そこへ後ろからトントンと肩を叩かれた。アリサが後ろを振り向くと、メリッサが立っていた。

「終わったの?メリッサ」
「うん」
「勝った・・・のよね」
「ええ。・・・でも龍には龍なりの理由があるのね。アリサは?」
「勇者たちを殺したわ。

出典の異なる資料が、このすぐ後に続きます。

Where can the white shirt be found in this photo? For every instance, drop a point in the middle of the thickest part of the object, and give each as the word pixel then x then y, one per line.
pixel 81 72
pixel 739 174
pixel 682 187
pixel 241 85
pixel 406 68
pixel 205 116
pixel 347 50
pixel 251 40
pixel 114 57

それと六万人くらいかしら」

アリサの表情は暗い。無論メリッサも敵の事情を知ってしまって、闘争心よりも情が芽生え始めていた。

「・・・・・・あと、24万ね」
「・・・あれは私がやるわ。メリッサは休んでて」
「私も手伝うわ。アリサだけに背負わせない」


覚悟はあった。
明らかに自分より力が劣る者を殺すことに。
だが、実際にやるのとでは重みが違う。

「もうやるわ。終わらせましょ」

アリサが両手を天に掲げ、目の色が消え失せる。
だが、メリッサがアリサを止める。

「アリサ待って。・・・ほら、あれ」

アリサが腕を下ろして、メリッサが指をさす方向を見ると、白い旗を持った騎馬が三体、こちらに向かってきた。

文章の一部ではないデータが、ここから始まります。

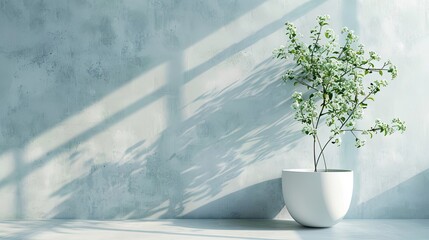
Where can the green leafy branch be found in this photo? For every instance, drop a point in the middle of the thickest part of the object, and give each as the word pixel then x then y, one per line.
pixel 333 76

「・・・・・・良かった。六万人を殺した甲斐があったわ・・・」



◇◇◇◇◇◇◇◇◇◇



ここはケイノス軍本陣。
巨大な天幕の中で、停戦交渉が行われている。
ケイノスからは、王、宰相のジョセフ、将軍サザーランド、ハルート辺境伯、騎士団長や騎士がたくさん、それとアリサとメリッサ、それにぐるぐるに縛られた偽女神だ。
エルダイトからは、エリック王、宰相、お供の騎士が十数名だ。
第一陣の停戦の使者が帰り、本交渉の主要人物で大きな円卓を囲み、話し合いが進められている。

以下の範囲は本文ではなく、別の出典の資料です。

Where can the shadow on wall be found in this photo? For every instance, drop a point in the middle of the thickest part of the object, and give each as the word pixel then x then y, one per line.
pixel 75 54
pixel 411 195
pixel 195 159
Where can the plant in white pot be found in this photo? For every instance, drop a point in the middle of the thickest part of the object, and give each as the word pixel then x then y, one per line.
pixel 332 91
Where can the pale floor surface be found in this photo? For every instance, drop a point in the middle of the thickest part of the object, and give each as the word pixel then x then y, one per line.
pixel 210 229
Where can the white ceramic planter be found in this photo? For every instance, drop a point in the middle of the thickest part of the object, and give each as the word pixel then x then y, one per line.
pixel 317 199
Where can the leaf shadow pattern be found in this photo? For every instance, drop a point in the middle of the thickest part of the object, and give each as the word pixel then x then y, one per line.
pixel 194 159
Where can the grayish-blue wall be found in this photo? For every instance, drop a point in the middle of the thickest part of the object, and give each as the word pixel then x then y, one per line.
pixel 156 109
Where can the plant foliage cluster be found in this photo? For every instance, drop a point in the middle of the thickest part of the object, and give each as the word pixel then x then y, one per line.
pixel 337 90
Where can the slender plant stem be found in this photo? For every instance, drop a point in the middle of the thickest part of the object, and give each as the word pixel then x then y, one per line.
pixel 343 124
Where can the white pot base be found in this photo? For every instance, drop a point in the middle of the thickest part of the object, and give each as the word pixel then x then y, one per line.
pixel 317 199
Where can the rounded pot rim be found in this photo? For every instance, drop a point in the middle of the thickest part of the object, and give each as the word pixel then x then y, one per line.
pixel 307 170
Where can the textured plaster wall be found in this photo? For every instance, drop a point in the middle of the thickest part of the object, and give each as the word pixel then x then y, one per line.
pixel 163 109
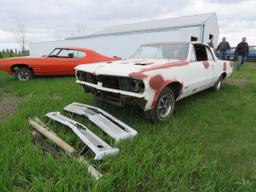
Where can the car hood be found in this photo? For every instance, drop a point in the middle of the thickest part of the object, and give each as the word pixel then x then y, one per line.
pixel 18 58
pixel 127 67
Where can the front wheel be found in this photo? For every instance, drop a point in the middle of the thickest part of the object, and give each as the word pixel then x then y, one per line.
pixel 23 74
pixel 217 86
pixel 164 108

「エルダイトとしては、女神様の返還に黒金貨5,000枚をお支払いします」
「ふむ」
「更に死亡した兵士一人につき白金貨2枚を支払います。そちらの被害は三千、こちらは六万です。それに大事な勇者も皆殺しにされています。破格な条件だと思いますが」

エルダイトの宰相が停戦条件を提示する。
ケイノス王のジョシュアはジョセフの顔を見る。
するとジョセフはハルートの顔を見て、

「ハルート辺境伯、私はこれでいいと思いますが、どうですか?」
「まあ、そのあたりが落とし所だろう」
「では、そのように」

エルダイトの宰相とエリック王は、ホッとしたような、にやけたような顔をした。

ダーーーーーン!!!

いきなり何かをぶっ叩いたようなデカイ音がして、全員がびくりとした。
そして音の発生源をみる。
アリサだ。
アリサは椅子に踏ん反り返り、腕を組み、白いミニのワンピースからパンツが見えることも気にせずに、円卓の上に両足のかかとを思いっきり振り下ろした。
そして、円卓に脚を乗せたまま、脚を軽くクロスする。

「認めないわ」
「・・・何を────」
「そんな条件じゃ停戦は認めないって言ったのよ」

アリサの言葉にエルダイトの宰相が物言いをつけようとしたが、アリサに被せられ黙らされた。

「ちょっとあんたたち、まさかこんなぬるい戦争を、何十年もしてたわけ?」

アリサはジョシュアを睨みつける。
まさか自分が参加していた戦争は、過去もこんな茶番じみたものだったのかと思うと、怒りを通り越して呆れてくる。
ジョシュアは若干冷や汗をかき、

「しかしアリサ殿、そうは言っても終わりのない戦争は不幸しか生まぬ」

エルダイト側からも、「そうだ」とか「血で血を洗うか」とか色々声が上がる。

「なら、死んだ三千人のことは?六万人のことはどうするのよ?こんなはした金の為に死んだんじゃないわ」

ケイノス宰相のジョセフが発言する。

「遺族には充分な褒賞が支払われます」

ダーーーーーン!

アリサはまた円卓を打ち鳴らした。

「ならあんた、私がお金を払うから、今ここで死になさい」
「・・・は、え?」

ジョセフは味方と思っていたアリサに死ねと言われて、理解出来ない。

「死んだ後にお金を貰っても遅いのよ!!」
「ですから遺族────」
「死んだ人はどうするのかって私は聞いてるの!」

アリサはジョセフを怒鳴りつける。

「・・・・・・」

するとエルダイトのエリック王がアリサに物申す。

「兵士はそれをわかった上で志願している。兵も職業なのですよ」
「ふーん、なら王様のあんたや、ここにいる人たちもみんな職業よね?覚悟があって、わかった上でやってるのよね。なら一人残らず死んでもお金さえ払えば納得よね?」
「「「「「・・・・・・」」」」」

アリサのあまりの暴論に、会議はシンと静まり返る。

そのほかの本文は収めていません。